I also tried this with different datatypes. Eg. If weightmap
was a complex datastructure like a list or another nested json, it would fail saying the columns types are not consistent.
Is this expected behavior ? Should'nt it always read from the keys and split to cols ?
Is there a way to make jsonlite parse the json correctly ?
CodePudding user response:
I wonder if this is a "bug" in data.table
, where it is internally treating each as a list
instead of a data.frame
with names that need to be aligned. We can force it this way:
dt[, c(.SD, rbindlist(lapply(json, jsonlite::fromJSON), use.names=TRUE))][, json := NULL][]

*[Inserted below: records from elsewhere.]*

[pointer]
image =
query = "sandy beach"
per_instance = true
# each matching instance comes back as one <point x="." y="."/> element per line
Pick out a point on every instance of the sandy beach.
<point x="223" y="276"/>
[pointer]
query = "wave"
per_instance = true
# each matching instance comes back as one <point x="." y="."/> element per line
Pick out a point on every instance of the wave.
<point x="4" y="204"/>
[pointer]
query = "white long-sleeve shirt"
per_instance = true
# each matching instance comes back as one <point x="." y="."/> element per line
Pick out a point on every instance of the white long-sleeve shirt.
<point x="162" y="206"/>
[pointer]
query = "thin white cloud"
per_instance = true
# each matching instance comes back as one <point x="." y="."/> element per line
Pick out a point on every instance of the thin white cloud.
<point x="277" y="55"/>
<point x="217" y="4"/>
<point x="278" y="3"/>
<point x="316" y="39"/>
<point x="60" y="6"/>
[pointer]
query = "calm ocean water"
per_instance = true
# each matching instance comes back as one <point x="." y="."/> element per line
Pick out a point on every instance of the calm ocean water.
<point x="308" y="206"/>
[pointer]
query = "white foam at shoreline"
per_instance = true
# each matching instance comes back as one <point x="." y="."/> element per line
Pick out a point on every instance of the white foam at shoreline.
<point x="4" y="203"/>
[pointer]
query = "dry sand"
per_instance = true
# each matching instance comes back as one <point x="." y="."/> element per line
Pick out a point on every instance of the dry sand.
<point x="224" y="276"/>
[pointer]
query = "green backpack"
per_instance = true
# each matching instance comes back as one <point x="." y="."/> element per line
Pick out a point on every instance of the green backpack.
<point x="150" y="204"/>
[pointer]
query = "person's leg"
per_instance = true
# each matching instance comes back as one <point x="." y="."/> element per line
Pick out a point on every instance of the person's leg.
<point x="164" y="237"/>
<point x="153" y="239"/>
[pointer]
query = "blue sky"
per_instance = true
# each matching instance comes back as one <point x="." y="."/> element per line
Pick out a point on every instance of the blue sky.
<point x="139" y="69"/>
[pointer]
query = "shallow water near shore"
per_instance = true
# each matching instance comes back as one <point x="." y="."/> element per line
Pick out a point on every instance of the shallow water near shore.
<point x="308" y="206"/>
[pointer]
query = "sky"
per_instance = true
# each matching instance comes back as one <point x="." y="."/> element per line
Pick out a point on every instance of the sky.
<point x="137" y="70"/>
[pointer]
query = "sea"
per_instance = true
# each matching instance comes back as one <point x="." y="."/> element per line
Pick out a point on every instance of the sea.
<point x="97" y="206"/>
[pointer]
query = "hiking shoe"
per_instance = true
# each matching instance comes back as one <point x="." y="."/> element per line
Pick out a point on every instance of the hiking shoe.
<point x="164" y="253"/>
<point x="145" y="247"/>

# id user weightmap domains
# <int> <char> <char> <char>
# 1: 1 xyz2 w1 d1
# 2: 2 abcd w2 d2
If there is any complexity, what happens depends on the structure. For example, if a weightmap
is a list, then
dt <- data.table(id = 1:2,
json = c('{"user": "xyz2", "weightmap": ["w1","w2"], "domains": "d1"}',
'{"weightmap": "w2", "user": "abcd", "domains": "d2"}'))
dt[, c(.SD, rbindlist(lapply(json, jsonlite::fromJSON), use.names=TRUE))][, json := NULL][]
# Warning in as.data.table.list(jval, .named = NULL) :
# Item 1 has 2 rows but longest item has 3; recycled with remainder.
# Warning in as.data.table.list(jval, .named = NULL) :
# Item 2 has 2 rows but longest item has 3; recycled with remainder.
# id user weightmap domains
# <int> <char> <char> <char>
# 1: 1 xyz2 w1 d1
# 2: 2 xyz2 w2 d1
# 3: 1 abcd w2 d2
which achieves an "unnesting" (noisily).
CodePudding user response:
dt[,':='(jsonb=list(as.data.table(fromJSON(json)))),.(id)]
dt[,setcolorder(jsonb[[1]], sort(names(jsonb[[1]]))),.(id)]
The issue was that data table uses an implicit rbindlist over the lists generated for the groups. rbindlist always binds as per position unless use.names
is given.
We resolved this issue by setting the colorder explicitly from the first json row so that the order of json fields are maintained.